Pandas rank() Method: Equivalent to ROW_NUMBER(), RANK(), DENSE_RANK() and NTILE() SQL Window Functions¶
Date published: 2019-04-15
Category: Data Analysis
Subcategory: Data Wrangling
Tags: rank, pandas, python
In SQL, popular window functions include: ROW_NUMBER()
, RANK()
, DENSE_RANK()
and NTILE()
. These are helpful for creating a new column that's a rank of some other values in a column, perhaps partitioned by one or multiple groups. You can learn about these SQL window functions via Mode's SQL tutorial.
Similarly, using pandas in Python, the rank() method for a series provides similar utility to the SQL window functions listed above.
In this tutorial, I'll cover the rank()
method in pandas with an example of real estate transactions data and later quiz scores.
Setup Code¶
Import Module¶
import pandas as pd
import seaborn as sns
Gradient Used to Highlight Table Outputs¶
cm = sns.light_palette("lightgreen", as_cmap=True)
Example 1: Count of New Sellers Per Day¶
Create Real Estate Transaction Dataset¶
I'll create a small dataset of 8 real estate transactions that include a close date and seller name for each house sale.
data = {'close_date': ["2012-08-01", "2012-08-01", "2012-08-01", "2012-08-02", "2012-08-03", "2012-08-04", "2012-08-05", "2012-08-07"],
'seller_name': ["Lara", "Julia", "Julia", "Emily", "Julia", "Lara", "Julia", "Julia"]
}
df = pd.DataFrame(data)
Convert close_date
column to datetime type in Python.
df['close_date'] = pd.to_datetime(df['close_date'])
View df
.
df
close_date | seller_name | |
---|---|---|
0 | 2012-08-01 | Lara |
1 | 2012-08-01 | Julia |
2 | 2012-08-01 | Julia |
3 | 2012-08-02 | Emily |
4 | 2012-08-03 | Julia |
5 | 2012-08-04 | Lara |
6 | 2012-08-05 | Julia |
7 | 2012-08-07 | Julia |
Find Rank of Home Close Date by Each Seller¶
The rank action can be described as ranking the close dates within each seller group, based on the chronological order of the home sales.
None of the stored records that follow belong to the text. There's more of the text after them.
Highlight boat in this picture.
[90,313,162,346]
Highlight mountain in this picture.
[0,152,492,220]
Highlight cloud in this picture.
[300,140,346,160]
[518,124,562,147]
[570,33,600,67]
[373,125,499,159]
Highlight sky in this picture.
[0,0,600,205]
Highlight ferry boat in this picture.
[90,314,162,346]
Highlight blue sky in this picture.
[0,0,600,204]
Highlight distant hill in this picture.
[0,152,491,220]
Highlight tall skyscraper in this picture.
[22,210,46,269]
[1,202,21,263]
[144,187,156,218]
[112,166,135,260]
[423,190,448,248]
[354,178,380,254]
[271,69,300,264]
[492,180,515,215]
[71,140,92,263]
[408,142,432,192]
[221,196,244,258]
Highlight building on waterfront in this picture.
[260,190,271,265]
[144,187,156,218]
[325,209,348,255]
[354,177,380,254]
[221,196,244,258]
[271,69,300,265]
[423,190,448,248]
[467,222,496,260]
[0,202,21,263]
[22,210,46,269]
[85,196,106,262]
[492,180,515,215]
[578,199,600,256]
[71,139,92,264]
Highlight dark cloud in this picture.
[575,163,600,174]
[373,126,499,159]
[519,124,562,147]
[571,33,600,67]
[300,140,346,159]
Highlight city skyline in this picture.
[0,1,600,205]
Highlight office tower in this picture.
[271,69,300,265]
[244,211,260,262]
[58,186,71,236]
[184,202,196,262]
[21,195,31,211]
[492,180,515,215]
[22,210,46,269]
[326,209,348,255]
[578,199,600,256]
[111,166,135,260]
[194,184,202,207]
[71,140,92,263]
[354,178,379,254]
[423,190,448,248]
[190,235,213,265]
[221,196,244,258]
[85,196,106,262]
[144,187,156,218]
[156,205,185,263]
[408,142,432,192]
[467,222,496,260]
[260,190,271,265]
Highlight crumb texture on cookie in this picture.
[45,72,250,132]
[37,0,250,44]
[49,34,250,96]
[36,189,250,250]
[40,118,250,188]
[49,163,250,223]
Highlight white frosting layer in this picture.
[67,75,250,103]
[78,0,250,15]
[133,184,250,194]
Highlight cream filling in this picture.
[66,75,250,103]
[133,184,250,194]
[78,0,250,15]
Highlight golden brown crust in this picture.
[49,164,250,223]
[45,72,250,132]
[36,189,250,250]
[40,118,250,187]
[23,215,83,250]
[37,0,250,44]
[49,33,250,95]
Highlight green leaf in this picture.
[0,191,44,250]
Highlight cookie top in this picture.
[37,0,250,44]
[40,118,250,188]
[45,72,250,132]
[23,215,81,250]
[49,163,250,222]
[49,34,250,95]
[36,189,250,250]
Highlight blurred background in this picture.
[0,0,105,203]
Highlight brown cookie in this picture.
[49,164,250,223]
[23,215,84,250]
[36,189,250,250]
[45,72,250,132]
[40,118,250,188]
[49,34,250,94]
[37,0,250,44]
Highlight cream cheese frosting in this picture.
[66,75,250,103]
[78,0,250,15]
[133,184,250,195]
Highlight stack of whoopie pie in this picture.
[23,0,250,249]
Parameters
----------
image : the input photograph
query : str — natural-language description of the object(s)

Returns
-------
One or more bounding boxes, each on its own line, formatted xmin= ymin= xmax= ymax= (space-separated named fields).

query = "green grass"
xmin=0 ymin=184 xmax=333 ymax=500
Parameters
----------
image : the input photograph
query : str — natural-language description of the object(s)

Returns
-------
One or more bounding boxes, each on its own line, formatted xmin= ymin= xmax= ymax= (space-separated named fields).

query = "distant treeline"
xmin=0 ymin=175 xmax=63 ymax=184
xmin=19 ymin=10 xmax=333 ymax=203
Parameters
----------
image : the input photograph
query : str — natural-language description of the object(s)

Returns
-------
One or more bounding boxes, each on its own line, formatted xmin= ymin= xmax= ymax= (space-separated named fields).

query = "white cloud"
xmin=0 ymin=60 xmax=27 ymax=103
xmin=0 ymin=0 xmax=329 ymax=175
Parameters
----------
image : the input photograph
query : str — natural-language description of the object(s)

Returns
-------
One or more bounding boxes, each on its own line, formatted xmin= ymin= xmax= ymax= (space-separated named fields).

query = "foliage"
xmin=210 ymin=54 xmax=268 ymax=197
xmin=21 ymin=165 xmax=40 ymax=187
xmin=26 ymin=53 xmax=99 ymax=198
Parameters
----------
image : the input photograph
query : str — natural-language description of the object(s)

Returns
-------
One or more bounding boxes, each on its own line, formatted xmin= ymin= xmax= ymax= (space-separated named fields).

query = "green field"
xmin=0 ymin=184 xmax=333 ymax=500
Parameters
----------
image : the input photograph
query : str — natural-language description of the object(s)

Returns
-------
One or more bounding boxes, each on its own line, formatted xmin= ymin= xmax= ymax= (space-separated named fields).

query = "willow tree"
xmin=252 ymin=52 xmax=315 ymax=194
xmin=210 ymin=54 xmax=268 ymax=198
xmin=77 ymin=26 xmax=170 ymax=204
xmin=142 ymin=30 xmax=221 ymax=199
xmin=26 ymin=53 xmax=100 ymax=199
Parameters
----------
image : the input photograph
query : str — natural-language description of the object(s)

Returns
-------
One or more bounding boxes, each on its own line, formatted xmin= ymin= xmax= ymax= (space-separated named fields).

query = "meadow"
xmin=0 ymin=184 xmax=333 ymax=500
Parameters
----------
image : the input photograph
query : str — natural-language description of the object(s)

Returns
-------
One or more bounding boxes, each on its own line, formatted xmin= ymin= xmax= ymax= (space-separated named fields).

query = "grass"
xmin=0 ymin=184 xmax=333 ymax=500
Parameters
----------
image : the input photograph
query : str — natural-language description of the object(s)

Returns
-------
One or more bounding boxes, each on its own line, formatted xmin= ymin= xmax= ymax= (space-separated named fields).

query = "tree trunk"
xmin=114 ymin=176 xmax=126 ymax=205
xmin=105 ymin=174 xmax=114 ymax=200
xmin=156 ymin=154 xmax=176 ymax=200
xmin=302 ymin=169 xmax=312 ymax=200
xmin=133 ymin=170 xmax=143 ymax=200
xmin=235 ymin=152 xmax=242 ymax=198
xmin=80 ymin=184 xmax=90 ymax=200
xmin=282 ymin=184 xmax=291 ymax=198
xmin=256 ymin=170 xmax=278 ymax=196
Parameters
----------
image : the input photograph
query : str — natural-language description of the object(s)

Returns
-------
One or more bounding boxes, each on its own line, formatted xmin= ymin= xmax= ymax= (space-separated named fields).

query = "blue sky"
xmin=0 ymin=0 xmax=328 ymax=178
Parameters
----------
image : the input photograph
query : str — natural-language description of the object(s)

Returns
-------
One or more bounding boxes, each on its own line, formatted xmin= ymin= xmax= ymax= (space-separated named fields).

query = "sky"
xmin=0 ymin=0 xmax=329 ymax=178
I group by the seller_name
column, and apply the rank()
method to the close_date
colummn. Set argument method
to first
meaning which will rank house sales by close_date
by ascending order. This is equivalent to the ROW_NUMBER()
window function in SQL.
df['seller__sale_date_rank'] = df.groupby('seller_name')['close_date'].rank(method='first')
Convert that new column from float to integer so it's easier to read.
df['seller__sale_date_rank'] = pd.to_numeric(df['seller__sale_date_rank'], downcast='integer')
To understand rank better, let's just examine Julia's sales. Now we have a rank column to represent the order for each of Julia's close dates. There were two closes on 2012-08-01
, a "tie", and ranks are 1
and 2
.
df[df['seller_name']=='Julia'].sort_values('seller__sale_date_rank')
close_date | seller_name | seller__sale_date_rank | |
---|---|---|---|
1 | 2012-08-01 | Julia | 1 |
2 | 2012-08-01 | Julia | 2 |
4 | 2012-08-03 | Julia | 3 |
6 | 2012-08-05 | Julia | 4 |
7 | 2012-08-07 | Julia | 5 |
Find Count of New Sellers Per Seller Per Day¶
I can utilize the rankings above to find the count of new sellers by day.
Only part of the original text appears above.